After fumbling with my words in conversation, I explained to her that I’m not used to speaking my language here. Maybe back in Jeddah, the city I grew up in, but not here in a classroom at an American university. Since I moved here four years ago, Arabic has been a language that belongs strictly within the confines of my household. In my history courses, colonialism wasn’t isti’mar, it was colonialism. Economics wasn’t iqtisad, it was economics. Belonging wasn’t intima’, it was belonging. University simply turned the Arabic vocabulary of my household into a jumble of indistinguishable sounds, replacing them instead with their English counterparts.
I left class that day thinking: what else have I buried away at home? What secret knowledge have I kept away from my day-to-day life at the University of Michigan? And why have I unconsciously decided that some knowledge belongs at home, while other knowledge belongs in the classroom? I answered all of these daunting questions when I took a second look at what brought me to that seminar on Modern Middle East history to begin with.
I decided to study history at the University of Michigan from a desire to learn about myself and how I relate to the world around me. Three years ago, I did not feel confident talking about my own peoples’ history. I did not understand why the biggest socio-political occurrence of my childhood — the Arab Spring of 2011 — had occurred, much less why it had descended into violence in my homeland in Syria. I came to this institution in search of these answers — and now, I’ve realized that I was, only partly, looking in all the wrong places.
Students of color and otherwise, largely understand “academic” knowledge to be the knowledge in books — the knowledge passed down to us by our faculty in the form of academic articles or textbooks. The gatekeepers of this knowledge are the academics with “mastery” over a given field: they’ve read every last piece of literature on the subject.
Subconsciously, I aspired to be one of those masters of knowledge. I wanted to know everything there is to know about my people and I thought the way to go about doing so was consuming all this literature, doing my homework, writing my essays and getting my grades. I’ve learned quite a great deal through doing so — and yet, I can’t seem to speak about all that I’ve learned in my native tongue, the language I dream in, the language I yell at reckless drivers in, the language I use to play with my 5-year-old brother.

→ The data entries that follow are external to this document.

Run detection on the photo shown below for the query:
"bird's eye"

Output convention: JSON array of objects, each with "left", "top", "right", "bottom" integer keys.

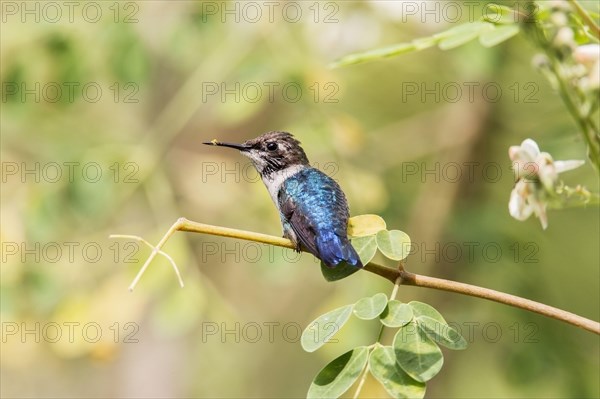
[{"left": 266, "top": 142, "right": 278, "bottom": 151}]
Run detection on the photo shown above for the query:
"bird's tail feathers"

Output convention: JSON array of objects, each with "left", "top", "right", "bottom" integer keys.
[{"left": 316, "top": 231, "right": 363, "bottom": 268}]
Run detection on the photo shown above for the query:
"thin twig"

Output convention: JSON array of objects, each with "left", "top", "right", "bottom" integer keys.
[
  {"left": 111, "top": 218, "right": 600, "bottom": 335},
  {"left": 568, "top": 0, "right": 600, "bottom": 41},
  {"left": 109, "top": 234, "right": 184, "bottom": 289},
  {"left": 112, "top": 219, "right": 185, "bottom": 291}
]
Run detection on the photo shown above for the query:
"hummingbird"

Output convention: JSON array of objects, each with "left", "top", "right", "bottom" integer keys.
[{"left": 203, "top": 131, "right": 362, "bottom": 269}]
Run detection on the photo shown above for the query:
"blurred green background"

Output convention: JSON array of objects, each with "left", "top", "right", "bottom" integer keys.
[{"left": 1, "top": 1, "right": 598, "bottom": 397}]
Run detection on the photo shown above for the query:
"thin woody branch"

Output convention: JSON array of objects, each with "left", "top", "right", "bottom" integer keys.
[
  {"left": 111, "top": 217, "right": 600, "bottom": 335},
  {"left": 398, "top": 271, "right": 600, "bottom": 335}
]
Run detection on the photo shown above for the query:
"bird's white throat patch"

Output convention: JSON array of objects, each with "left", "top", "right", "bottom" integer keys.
[{"left": 261, "top": 164, "right": 305, "bottom": 205}]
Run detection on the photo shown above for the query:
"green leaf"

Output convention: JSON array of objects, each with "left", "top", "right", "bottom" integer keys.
[
  {"left": 381, "top": 300, "right": 413, "bottom": 328},
  {"left": 302, "top": 305, "right": 353, "bottom": 352},
  {"left": 348, "top": 214, "right": 387, "bottom": 237},
  {"left": 331, "top": 42, "right": 417, "bottom": 68},
  {"left": 478, "top": 24, "right": 520, "bottom": 47},
  {"left": 320, "top": 261, "right": 361, "bottom": 282},
  {"left": 376, "top": 230, "right": 411, "bottom": 261},
  {"left": 330, "top": 33, "right": 443, "bottom": 67},
  {"left": 412, "top": 36, "right": 439, "bottom": 51},
  {"left": 331, "top": 9, "right": 518, "bottom": 69},
  {"left": 307, "top": 346, "right": 369, "bottom": 399},
  {"left": 416, "top": 316, "right": 468, "bottom": 350},
  {"left": 409, "top": 301, "right": 467, "bottom": 349},
  {"left": 353, "top": 293, "right": 388, "bottom": 320},
  {"left": 394, "top": 322, "right": 444, "bottom": 382},
  {"left": 437, "top": 22, "right": 493, "bottom": 50},
  {"left": 369, "top": 346, "right": 426, "bottom": 399},
  {"left": 351, "top": 235, "right": 378, "bottom": 265},
  {"left": 481, "top": 4, "right": 518, "bottom": 24},
  {"left": 408, "top": 301, "right": 447, "bottom": 324}
]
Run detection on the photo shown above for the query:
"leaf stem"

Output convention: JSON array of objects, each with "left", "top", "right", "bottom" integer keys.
[
  {"left": 568, "top": 0, "right": 600, "bottom": 41},
  {"left": 376, "top": 276, "right": 403, "bottom": 345},
  {"left": 547, "top": 55, "right": 600, "bottom": 170},
  {"left": 352, "top": 361, "right": 371, "bottom": 399},
  {"left": 376, "top": 276, "right": 403, "bottom": 344},
  {"left": 111, "top": 219, "right": 600, "bottom": 335},
  {"left": 390, "top": 274, "right": 402, "bottom": 301},
  {"left": 354, "top": 276, "right": 402, "bottom": 399},
  {"left": 525, "top": 8, "right": 600, "bottom": 171}
]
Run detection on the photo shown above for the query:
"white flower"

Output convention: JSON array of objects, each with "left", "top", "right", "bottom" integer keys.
[
  {"left": 573, "top": 44, "right": 600, "bottom": 65},
  {"left": 508, "top": 139, "right": 585, "bottom": 229},
  {"left": 509, "top": 180, "right": 534, "bottom": 221},
  {"left": 509, "top": 180, "right": 548, "bottom": 229},
  {"left": 509, "top": 138, "right": 540, "bottom": 180}
]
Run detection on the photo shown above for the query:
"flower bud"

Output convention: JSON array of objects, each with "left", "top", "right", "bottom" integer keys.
[{"left": 553, "top": 27, "right": 575, "bottom": 49}]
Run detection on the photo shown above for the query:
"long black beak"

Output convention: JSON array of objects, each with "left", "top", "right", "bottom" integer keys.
[{"left": 203, "top": 139, "right": 250, "bottom": 151}]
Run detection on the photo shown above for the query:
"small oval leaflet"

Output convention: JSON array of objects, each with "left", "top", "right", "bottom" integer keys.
[
  {"left": 393, "top": 322, "right": 444, "bottom": 383},
  {"left": 479, "top": 24, "right": 520, "bottom": 48},
  {"left": 417, "top": 316, "right": 468, "bottom": 350},
  {"left": 353, "top": 293, "right": 388, "bottom": 320},
  {"left": 351, "top": 235, "right": 378, "bottom": 265},
  {"left": 369, "top": 346, "right": 426, "bottom": 399},
  {"left": 376, "top": 230, "right": 411, "bottom": 261},
  {"left": 307, "top": 346, "right": 369, "bottom": 399},
  {"left": 381, "top": 300, "right": 413, "bottom": 328},
  {"left": 437, "top": 21, "right": 494, "bottom": 50},
  {"left": 482, "top": 4, "right": 518, "bottom": 25},
  {"left": 348, "top": 214, "right": 387, "bottom": 237},
  {"left": 301, "top": 305, "right": 353, "bottom": 353},
  {"left": 409, "top": 301, "right": 447, "bottom": 324}
]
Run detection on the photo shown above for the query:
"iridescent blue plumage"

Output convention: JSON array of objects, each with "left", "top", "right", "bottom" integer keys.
[
  {"left": 278, "top": 168, "right": 362, "bottom": 268},
  {"left": 203, "top": 131, "right": 362, "bottom": 269}
]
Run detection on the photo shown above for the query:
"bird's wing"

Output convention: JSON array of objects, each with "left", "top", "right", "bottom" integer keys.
[{"left": 278, "top": 186, "right": 320, "bottom": 257}]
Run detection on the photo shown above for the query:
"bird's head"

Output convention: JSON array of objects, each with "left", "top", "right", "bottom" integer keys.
[{"left": 204, "top": 131, "right": 309, "bottom": 176}]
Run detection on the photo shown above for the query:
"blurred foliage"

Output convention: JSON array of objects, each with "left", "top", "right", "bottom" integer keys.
[{"left": 1, "top": 1, "right": 599, "bottom": 398}]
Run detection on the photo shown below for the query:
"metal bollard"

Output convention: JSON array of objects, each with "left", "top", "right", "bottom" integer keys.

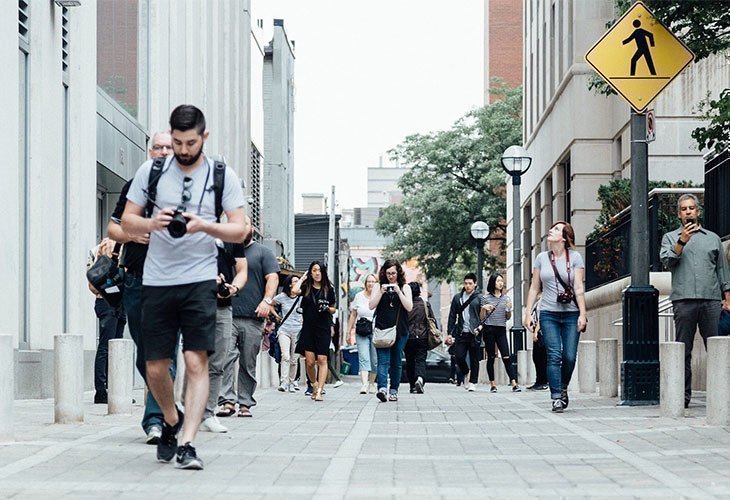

I realized that I had internalized a hierarchy of knowledge: the serious “academic” knowledge of my classes, juxtaposed against my family traditions, the stories my grandparents tell me and the jokes my middle school friends and I shared in Jeddah. To my mind, learning about who I am meant unlearning the latter, and honing in on the former. It took a conversation in Arabic about class material for me to even recognize what I had done.
To be clear, I don’t believe we ought to uncritically accept our own lived experiences wholesale as “universal.” Rather, I want to invite fellow students of color, particularly immigrant students, to join me in taking our own lived experiences, communal traditions and unconscious knowledge just as seriously as we take what we read in the classroom — which, for the record, is not “universal” either, as much as it often pretends to be. My biggest moments of personal growth at the university have been moments in which I put my personal experiences in conversation with what I learn about systems of power, other identities and narratives that differ from my own.The mental exhaustion of struggling to speak my native tongue at the University is well worth the reward –– I am finally one step closer to learning who I am.